I agree. I wish I had something to add to that but you covered it pretty well.


----------



## MichaelE (Dec 15, 2012)

_Just like all the other made up breeds. Someone trying to make a quick buck . This along with all the other made up dogs are mixed breed dogs , mutts for a better word. They will never be a true breed somekne has a male of one breed and a female of another breed, no registration papers on either but have a litter of puppies and figure they will make some money with a new rare breed Makes me sick there are enough badly bred purebreds without folks breeding more junk.
_

That pretty much covers it.


----------



## Liesje (Mar 4, 2007)

While there are some cross breeds and "types" of dogs I definitely condone, this one doesn't seem to make any sense or fit any real purpose other than people marketing the "cool" factor of both breeds.


----------



## fuzzybunny (Apr 29, 2011)

Wow, um, that's not the name I would have picked if I was trying to "make up" a breed, lol. 

I have a GSD/Husky cross that I got from the shelter and it does seem to be a popular cross in the local shelter here. 

My girl is a fantastic dog but I agree that I don't really see the usefulness of combining the two breeds.


----------



## LuccaVonCyclone (Apr 17, 2013)

I have herd that this designer *mutt *is popular because the resulting cross can often have a wolfish appearance. You'd be surprised how many people out there want a "pet" wolf and BYBs have found a way to meet that demand with this cross. I would think this mix would be a real challenge to own...


----------



## Liesje (Mar 4, 2007)

LOL Isn't a Husky pretty wolfish by itself?


----------



## NormanF (Apr 14, 2013)

Liesje said:


> LOL Isn't a Husky pretty wolfish by itself?


They come in all colors - I can see why a Gerberian Shepsky is so popular:










Probably not the dog for every one but some people like the idea of owning a "pet wolf" that has no wolf blood. That said, the whole designer dog craze has gotten out of hand!


----------



## PupperLove (Apr 10, 2010)

Yes, very ridiculous name! LOL!

I had one, and I did enjoy him. He was VERY smart and easy to train, but not all that loyal. He loved to run and pulled us in sleds as a kid. He was a pretty cool dog to have. Good with people and generally good with other dogs which is odd, considering GSDs and Huskys can have dog/dog issues. 

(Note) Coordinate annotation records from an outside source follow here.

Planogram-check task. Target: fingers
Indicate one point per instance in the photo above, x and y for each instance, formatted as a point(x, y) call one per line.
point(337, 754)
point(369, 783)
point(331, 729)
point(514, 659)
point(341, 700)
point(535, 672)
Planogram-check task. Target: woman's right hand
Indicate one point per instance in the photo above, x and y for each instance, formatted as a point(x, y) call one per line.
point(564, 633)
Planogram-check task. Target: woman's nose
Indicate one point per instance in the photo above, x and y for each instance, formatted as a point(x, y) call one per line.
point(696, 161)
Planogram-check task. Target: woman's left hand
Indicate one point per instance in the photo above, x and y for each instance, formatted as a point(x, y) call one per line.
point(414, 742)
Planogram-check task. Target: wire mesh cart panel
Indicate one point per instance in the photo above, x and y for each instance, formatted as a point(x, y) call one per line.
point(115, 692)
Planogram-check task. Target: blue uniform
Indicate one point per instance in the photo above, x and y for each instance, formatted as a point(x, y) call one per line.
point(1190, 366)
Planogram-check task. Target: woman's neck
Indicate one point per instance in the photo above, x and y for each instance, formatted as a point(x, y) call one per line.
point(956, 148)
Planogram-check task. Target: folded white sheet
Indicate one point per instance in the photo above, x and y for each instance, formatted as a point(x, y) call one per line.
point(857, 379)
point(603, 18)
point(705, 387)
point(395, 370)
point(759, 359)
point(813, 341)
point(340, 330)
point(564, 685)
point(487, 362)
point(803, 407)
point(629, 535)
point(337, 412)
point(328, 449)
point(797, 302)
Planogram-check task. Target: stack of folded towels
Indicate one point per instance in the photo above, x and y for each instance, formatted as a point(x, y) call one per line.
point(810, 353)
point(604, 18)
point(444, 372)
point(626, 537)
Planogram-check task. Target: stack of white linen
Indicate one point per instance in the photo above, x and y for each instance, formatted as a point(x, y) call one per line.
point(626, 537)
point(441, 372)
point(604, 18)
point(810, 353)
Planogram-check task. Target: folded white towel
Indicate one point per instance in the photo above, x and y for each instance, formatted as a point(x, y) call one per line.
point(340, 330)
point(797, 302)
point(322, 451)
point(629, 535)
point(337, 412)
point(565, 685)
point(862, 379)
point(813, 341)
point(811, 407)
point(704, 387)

He did know when he could get away with stuff. He was probably the easiest dog I have ever trained, very eager to learn new stuff, but used it to his advantage when it came to opening his kennel and taking off for days on end! And the lack of loyalty really irked me when he would rather run off into oblivion than hang out with me.


----------



## fuzzybunny (Apr 29, 2011)

LuccaVonCyclone said:


> I have herd that this designer *mutt *is popular because the resulting cross can often have a wolfish appearance. You'd be surprised how many people out there want a "pet" wolf and BYBs have found a way to meet that demand with this cross. I would think this mix would be a real challenge to own...


My girl's energy level was insane for the first two years but she's settled down into an awesome dog! My Shiloh Shepherd is way more of a challenge oddly enough, lol.

Bunny, my GSD/Husky. Not very wolfy looking


----------



## Chicagocanine (Aug 7, 2008)

It's not a breed, it's a mixed breed of GSD and Husky. Like any mix, personality, looks, Nd temperament will vary.


----------